After various amounts of testing in order to see how my idea for my edition would work, I felt ready to begin making the final versions of my edition. This included making and testing how the final linocut plants (pictured below) would look and also assembling the pop up and making a relevant cover with a suitable title for the piece. I settled on Urban Botany as a title since I felt as though that was what I ended up exploring throughout my journey on this project. I was looking at the plants in relation to their urban surroundings, hence why I named each of them after the streets I found them on, thus reinventing and contemporising the term ‘botany’ and what many people understand that to be.

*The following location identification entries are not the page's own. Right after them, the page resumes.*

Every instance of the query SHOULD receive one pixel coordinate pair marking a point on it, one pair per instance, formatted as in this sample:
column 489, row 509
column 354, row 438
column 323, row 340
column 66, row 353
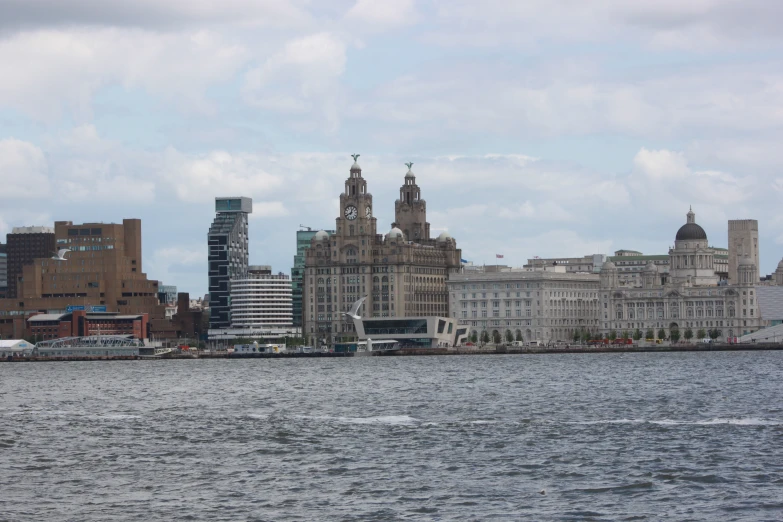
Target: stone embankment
column 461, row 350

When I decided I had finished printing all the plants I would need in order to make my pop up as well as the yellow brickwork background they were to be placed in front of, I began folding my concertina as well as the small separate inserts that would allow the plants to pop up when opened. Once I finished that, using grey mountboard (because of it’s rigidity), double-sided tape and grey concrete like pastel paper, I made a hardback front and back cover for the book to protect its contents and well as making it look final and finished. My choice of paper to make the cover was due to it’s overall striking resemblance to a slab of concrete that made the whole piece relate back to the urban environment they were discovered in.
In hindsight, as pleased as I was with the pop up, making it was a lot more complicated and fiddly than I wanted or expected the process of making my edition to be. I would like to attempt to develop this further and take a step backwards to my original idea of printing an extended flat image but maybe include the cut out detail as I feel that adds a unique aesthetic to the overall concertina and makes the plants stand out amongst the brickwork.